= Terefah =

Kosher animal disqualified from being kosher

Terefah (טְרֵפָה, lit. "torn by a beast of prey"; plural טריפות treifot) refers to either:

- A member of a kosher species of mammal or bird, disqualified from being considered kosher, due to pre-existing mortal injuries or physical defects.
- A specific list of mortal injuries or physical defects that disqualify a member of a kosher species of mammal or bird from being kosher.

==Biblical prohibition==
The biblical prohibition of eating terefah stems from the verse:

And you shall be holy people to Me, and flesh torn in the field you shall not eat; you shall throw it to the dog[s].
—

According to the Talmud, there were originally only eight types of terefah, however, the author(s) of the Mishnah added eighteen items to the list. Eventually, Maimonides added even more to finish the list of terefah conditions at 70. Rabbi Joseph Caro organized all of these symptoms in the Shulchan Aruch (Yoreh De'ah, 29-60) by categorizing them according to parts of the animal, their minute malady, and any disease, fracture, or abnormality they may possess.

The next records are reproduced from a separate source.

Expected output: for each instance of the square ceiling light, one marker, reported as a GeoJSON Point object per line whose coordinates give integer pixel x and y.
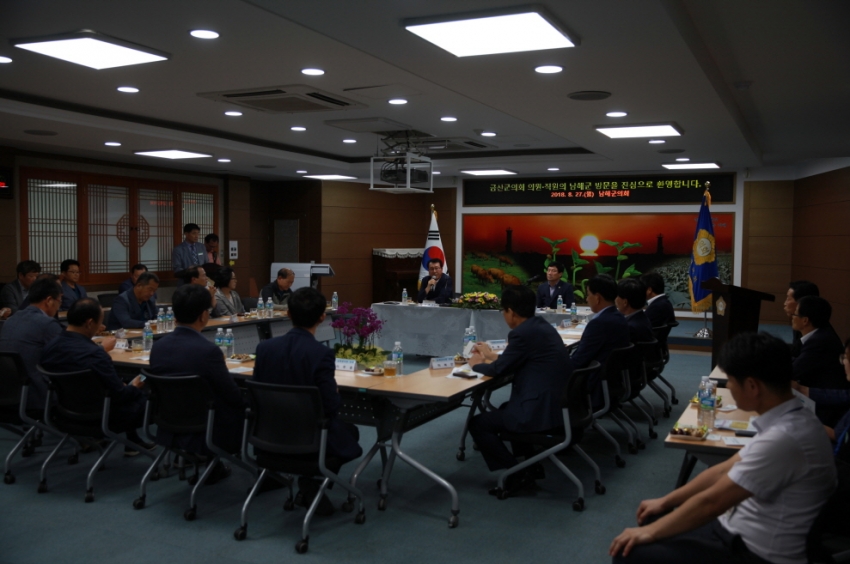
{"type": "Point", "coordinates": [467, 36]}
{"type": "Point", "coordinates": [634, 131]}
{"type": "Point", "coordinates": [91, 49]}
{"type": "Point", "coordinates": [172, 154]}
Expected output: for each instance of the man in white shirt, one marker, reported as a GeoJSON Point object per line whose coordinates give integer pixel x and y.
{"type": "Point", "coordinates": [759, 505]}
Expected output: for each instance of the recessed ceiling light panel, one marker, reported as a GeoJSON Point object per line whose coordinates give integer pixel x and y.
{"type": "Point", "coordinates": [92, 50]}
{"type": "Point", "coordinates": [634, 131]}
{"type": "Point", "coordinates": [510, 33]}
{"type": "Point", "coordinates": [173, 154]}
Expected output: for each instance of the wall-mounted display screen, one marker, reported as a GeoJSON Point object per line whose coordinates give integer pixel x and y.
{"type": "Point", "coordinates": [596, 190]}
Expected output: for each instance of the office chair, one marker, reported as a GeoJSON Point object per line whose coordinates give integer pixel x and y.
{"type": "Point", "coordinates": [288, 430]}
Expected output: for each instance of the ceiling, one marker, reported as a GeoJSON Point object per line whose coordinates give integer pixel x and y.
{"type": "Point", "coordinates": [751, 84]}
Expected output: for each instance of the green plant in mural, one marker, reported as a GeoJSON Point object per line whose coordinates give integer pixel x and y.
{"type": "Point", "coordinates": [631, 271]}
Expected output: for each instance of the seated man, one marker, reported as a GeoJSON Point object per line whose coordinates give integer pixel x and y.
{"type": "Point", "coordinates": [547, 294]}
{"type": "Point", "coordinates": [659, 310]}
{"type": "Point", "coordinates": [131, 309]}
{"type": "Point", "coordinates": [279, 290]}
{"type": "Point", "coordinates": [71, 289]}
{"type": "Point", "coordinates": [608, 330]}
{"type": "Point", "coordinates": [759, 505]}
{"type": "Point", "coordinates": [135, 272]}
{"type": "Point", "coordinates": [15, 291]}
{"type": "Point", "coordinates": [74, 350]}
{"type": "Point", "coordinates": [436, 286]}
{"type": "Point", "coordinates": [185, 352]}
{"type": "Point", "coordinates": [28, 331]}
{"type": "Point", "coordinates": [297, 359]}
{"type": "Point", "coordinates": [631, 297]}
{"type": "Point", "coordinates": [541, 367]}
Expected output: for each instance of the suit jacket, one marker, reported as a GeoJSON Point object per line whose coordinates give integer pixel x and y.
{"type": "Point", "coordinates": [185, 352]}
{"type": "Point", "coordinates": [563, 289]}
{"type": "Point", "coordinates": [27, 333]}
{"type": "Point", "coordinates": [12, 295]}
{"type": "Point", "coordinates": [541, 366]}
{"type": "Point", "coordinates": [69, 296]}
{"type": "Point", "coordinates": [297, 359]}
{"type": "Point", "coordinates": [442, 292]}
{"type": "Point", "coordinates": [640, 329]}
{"type": "Point", "coordinates": [182, 257]}
{"type": "Point", "coordinates": [660, 311]}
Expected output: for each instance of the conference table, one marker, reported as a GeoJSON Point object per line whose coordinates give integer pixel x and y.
{"type": "Point", "coordinates": [393, 405]}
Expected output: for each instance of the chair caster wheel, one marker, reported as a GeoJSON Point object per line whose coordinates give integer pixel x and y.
{"type": "Point", "coordinates": [190, 514]}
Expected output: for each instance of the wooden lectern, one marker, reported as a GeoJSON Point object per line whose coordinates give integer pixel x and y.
{"type": "Point", "coordinates": [736, 310]}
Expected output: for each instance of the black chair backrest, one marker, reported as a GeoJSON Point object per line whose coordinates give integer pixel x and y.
{"type": "Point", "coordinates": [179, 404]}
{"type": "Point", "coordinates": [285, 419]}
{"type": "Point", "coordinates": [13, 377]}
{"type": "Point", "coordinates": [576, 396]}
{"type": "Point", "coordinates": [106, 300]}
{"type": "Point", "coordinates": [79, 395]}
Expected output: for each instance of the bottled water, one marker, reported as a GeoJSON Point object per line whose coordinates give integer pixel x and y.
{"type": "Point", "coordinates": [147, 336]}
{"type": "Point", "coordinates": [705, 416]}
{"type": "Point", "coordinates": [229, 343]}
{"type": "Point", "coordinates": [398, 356]}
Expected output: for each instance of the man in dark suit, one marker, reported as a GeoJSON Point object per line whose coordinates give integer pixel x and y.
{"type": "Point", "coordinates": [659, 310]}
{"type": "Point", "coordinates": [608, 330]}
{"type": "Point", "coordinates": [547, 294]}
{"type": "Point", "coordinates": [297, 359]}
{"type": "Point", "coordinates": [631, 297]}
{"type": "Point", "coordinates": [133, 308]}
{"type": "Point", "coordinates": [436, 286]}
{"type": "Point", "coordinates": [28, 332]}
{"type": "Point", "coordinates": [541, 367]}
{"type": "Point", "coordinates": [185, 352]}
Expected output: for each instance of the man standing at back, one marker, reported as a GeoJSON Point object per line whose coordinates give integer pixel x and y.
{"type": "Point", "coordinates": [297, 359]}
{"type": "Point", "coordinates": [541, 367]}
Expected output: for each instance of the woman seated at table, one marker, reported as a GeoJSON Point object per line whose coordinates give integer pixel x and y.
{"type": "Point", "coordinates": [227, 301]}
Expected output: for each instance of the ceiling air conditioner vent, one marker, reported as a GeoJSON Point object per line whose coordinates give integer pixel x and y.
{"type": "Point", "coordinates": [294, 98]}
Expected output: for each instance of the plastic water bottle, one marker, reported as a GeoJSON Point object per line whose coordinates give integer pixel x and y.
{"type": "Point", "coordinates": [398, 356]}
{"type": "Point", "coordinates": [219, 340]}
{"type": "Point", "coordinates": [147, 336]}
{"type": "Point", "coordinates": [230, 343]}
{"type": "Point", "coordinates": [705, 417]}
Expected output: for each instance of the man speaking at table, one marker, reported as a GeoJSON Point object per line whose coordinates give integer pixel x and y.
{"type": "Point", "coordinates": [436, 286]}
{"type": "Point", "coordinates": [541, 367]}
{"type": "Point", "coordinates": [759, 505]}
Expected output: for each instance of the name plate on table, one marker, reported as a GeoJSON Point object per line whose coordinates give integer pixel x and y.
{"type": "Point", "coordinates": [345, 364]}
{"type": "Point", "coordinates": [442, 362]}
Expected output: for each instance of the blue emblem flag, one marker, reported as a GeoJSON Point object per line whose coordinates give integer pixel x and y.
{"type": "Point", "coordinates": [703, 259]}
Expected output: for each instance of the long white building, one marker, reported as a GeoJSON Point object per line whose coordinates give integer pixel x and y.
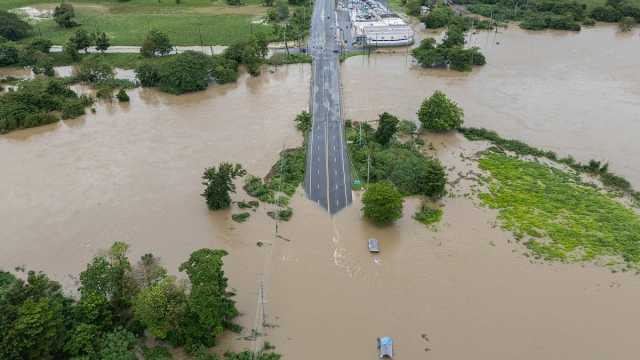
{"type": "Point", "coordinates": [375, 25]}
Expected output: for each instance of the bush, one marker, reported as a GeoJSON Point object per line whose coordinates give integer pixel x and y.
{"type": "Point", "coordinates": [35, 102]}
{"type": "Point", "coordinates": [606, 14]}
{"type": "Point", "coordinates": [40, 44]}
{"type": "Point", "coordinates": [156, 43]}
{"type": "Point", "coordinates": [438, 17]}
{"type": "Point", "coordinates": [122, 96]}
{"type": "Point", "coordinates": [626, 23]}
{"type": "Point", "coordinates": [438, 113]}
{"type": "Point", "coordinates": [185, 72]}
{"type": "Point", "coordinates": [382, 203]}
{"type": "Point", "coordinates": [64, 15]}
{"type": "Point", "coordinates": [8, 54]}
{"type": "Point", "coordinates": [95, 71]}
{"type": "Point", "coordinates": [12, 27]}
{"type": "Point", "coordinates": [148, 74]}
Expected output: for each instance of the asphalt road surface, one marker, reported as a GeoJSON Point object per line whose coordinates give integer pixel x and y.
{"type": "Point", "coordinates": [327, 176]}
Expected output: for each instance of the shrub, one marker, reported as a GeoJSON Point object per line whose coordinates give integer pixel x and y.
{"type": "Point", "coordinates": [95, 71]}
{"type": "Point", "coordinates": [122, 96]}
{"type": "Point", "coordinates": [156, 43]}
{"type": "Point", "coordinates": [8, 54]}
{"type": "Point", "coordinates": [12, 27]}
{"type": "Point", "coordinates": [626, 23]}
{"type": "Point", "coordinates": [40, 44]}
{"type": "Point", "coordinates": [606, 14]}
{"type": "Point", "coordinates": [185, 72]}
{"type": "Point", "coordinates": [438, 113]}
{"type": "Point", "coordinates": [382, 203]}
{"type": "Point", "coordinates": [148, 74]}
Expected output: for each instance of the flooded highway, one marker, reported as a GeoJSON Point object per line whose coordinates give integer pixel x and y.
{"type": "Point", "coordinates": [131, 172]}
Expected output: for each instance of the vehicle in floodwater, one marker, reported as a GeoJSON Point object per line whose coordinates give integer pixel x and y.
{"type": "Point", "coordinates": [385, 347]}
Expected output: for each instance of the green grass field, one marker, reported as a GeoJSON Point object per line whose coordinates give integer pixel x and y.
{"type": "Point", "coordinates": [559, 217]}
{"type": "Point", "coordinates": [193, 21]}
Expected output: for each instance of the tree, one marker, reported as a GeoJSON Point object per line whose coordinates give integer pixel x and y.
{"type": "Point", "coordinates": [40, 44]}
{"type": "Point", "coordinates": [219, 183]}
{"type": "Point", "coordinates": [303, 121]}
{"type": "Point", "coordinates": [156, 43]}
{"type": "Point", "coordinates": [438, 113]}
{"type": "Point", "coordinates": [161, 307]}
{"type": "Point", "coordinates": [95, 71]}
{"type": "Point", "coordinates": [453, 37]}
{"type": "Point", "coordinates": [69, 49]}
{"type": "Point", "coordinates": [64, 15]}
{"type": "Point", "coordinates": [110, 276]}
{"type": "Point", "coordinates": [626, 23]}
{"type": "Point", "coordinates": [12, 27]}
{"type": "Point", "coordinates": [282, 9]}
{"type": "Point", "coordinates": [122, 96]}
{"type": "Point", "coordinates": [32, 317]}
{"type": "Point", "coordinates": [186, 72]}
{"type": "Point", "coordinates": [102, 42]}
{"type": "Point", "coordinates": [81, 40]}
{"type": "Point", "coordinates": [8, 54]}
{"type": "Point", "coordinates": [210, 306]}
{"type": "Point", "coordinates": [118, 345]}
{"type": "Point", "coordinates": [387, 127]}
{"type": "Point", "coordinates": [382, 203]}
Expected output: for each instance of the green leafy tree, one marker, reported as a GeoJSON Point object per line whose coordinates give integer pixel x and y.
{"type": "Point", "coordinates": [210, 306]}
{"type": "Point", "coordinates": [102, 42]}
{"type": "Point", "coordinates": [626, 23]}
{"type": "Point", "coordinates": [69, 49]}
{"type": "Point", "coordinates": [303, 121]}
{"type": "Point", "coordinates": [156, 43]}
{"type": "Point", "coordinates": [12, 27]}
{"type": "Point", "coordinates": [32, 317]}
{"type": "Point", "coordinates": [387, 127]}
{"type": "Point", "coordinates": [40, 44]}
{"type": "Point", "coordinates": [83, 341]}
{"type": "Point", "coordinates": [8, 54]}
{"type": "Point", "coordinates": [95, 71]}
{"type": "Point", "coordinates": [118, 345]}
{"type": "Point", "coordinates": [110, 276]}
{"type": "Point", "coordinates": [453, 37]}
{"type": "Point", "coordinates": [64, 15]}
{"type": "Point", "coordinates": [382, 203]}
{"type": "Point", "coordinates": [186, 72]}
{"type": "Point", "coordinates": [218, 184]}
{"type": "Point", "coordinates": [148, 74]}
{"type": "Point", "coordinates": [81, 40]}
{"type": "Point", "coordinates": [439, 113]}
{"type": "Point", "coordinates": [282, 9]}
{"type": "Point", "coordinates": [161, 307]}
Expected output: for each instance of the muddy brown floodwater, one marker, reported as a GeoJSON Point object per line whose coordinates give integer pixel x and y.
{"type": "Point", "coordinates": [132, 173]}
{"type": "Point", "coordinates": [573, 93]}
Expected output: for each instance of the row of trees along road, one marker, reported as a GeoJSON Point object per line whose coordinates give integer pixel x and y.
{"type": "Point", "coordinates": [399, 168]}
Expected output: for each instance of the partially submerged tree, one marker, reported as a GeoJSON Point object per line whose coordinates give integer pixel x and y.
{"type": "Point", "coordinates": [387, 127]}
{"type": "Point", "coordinates": [156, 43]}
{"type": "Point", "coordinates": [382, 203]}
{"type": "Point", "coordinates": [64, 15]}
{"type": "Point", "coordinates": [219, 183]}
{"type": "Point", "coordinates": [12, 27]}
{"type": "Point", "coordinates": [439, 113]}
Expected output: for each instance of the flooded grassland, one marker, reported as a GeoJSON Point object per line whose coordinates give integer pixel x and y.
{"type": "Point", "coordinates": [131, 172]}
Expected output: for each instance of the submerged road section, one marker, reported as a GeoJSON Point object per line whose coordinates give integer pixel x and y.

This prohibition should not be confused with a separate category of prohibition, called nevelah (a carcass), of eating of any kosher species of mammal or bird which died by any means other than shechita. Thus, an animal could only be considered a terefah while alive; once it dies of its terefah wound it would be considered a nevelah. An important consequence is that a terefah which dies by shechita, while not fit for kosher consumption, does not have the status and rules of nevelah (e.g. with regard to imparting ritual impurity).

==The first eight types==
The Talmud enumerates eight types of terefah that would make an animal unfit for ritual sacrifice according to Mosaic law: (Note: According to Maimonides, if one eats from an animal which naturally developed one of the enumerated terefot and then received shechita, they receive lashes by rabbinic rather than Biblical law (Sefer Hamitzvot, negative commandment 181))
- Clawing: the clawing of an animal by a wild beast or of a bird by a bird of prey.
- Perforation: a perforation to the cavity of one of the following 11 organs: the pharynx, the membrane of the brain, the heart and its aorta, the gall bladder, the vena cava inferior, abomasum, rumen, omasum, intestines, the lung and trachea.
- Deficiency: the absence from birth of one of the lobes of the lung, or one of the feet.
- Missing: the absence of converging sinews in the thigh, or the liver, or the upper jaw.
- Severing: the severing of the membrane covering the spinal cord whether the spinal column be broken or not.
- Falling: the crushing of one of the internal organs of an animal as the result of a fall.
- Tearing: the tearing of most of the flesh covering the rumen.
- Fracturing: such as the fracturing of most of its ribs.

== Influence in other languages ==

The Yiddish word טרייף, treyf, derived from terefah, refers to any non-kosher foods, not just those that fall under the category of terefah as described above. The Yiddish word and its verb form treyfn gave rise to the Polish word trefny, meaning 'deficient, illicit'.

Certain food taboos in Suriname are known in Surinamese Dutch as Treef, derived from Sranan Tongo trefu and ultimately from terefah due to influence from Sephardi Jews who came to Suriname in the 17th century (similarly to Sranan kaseri 'ritually clean' from kosher).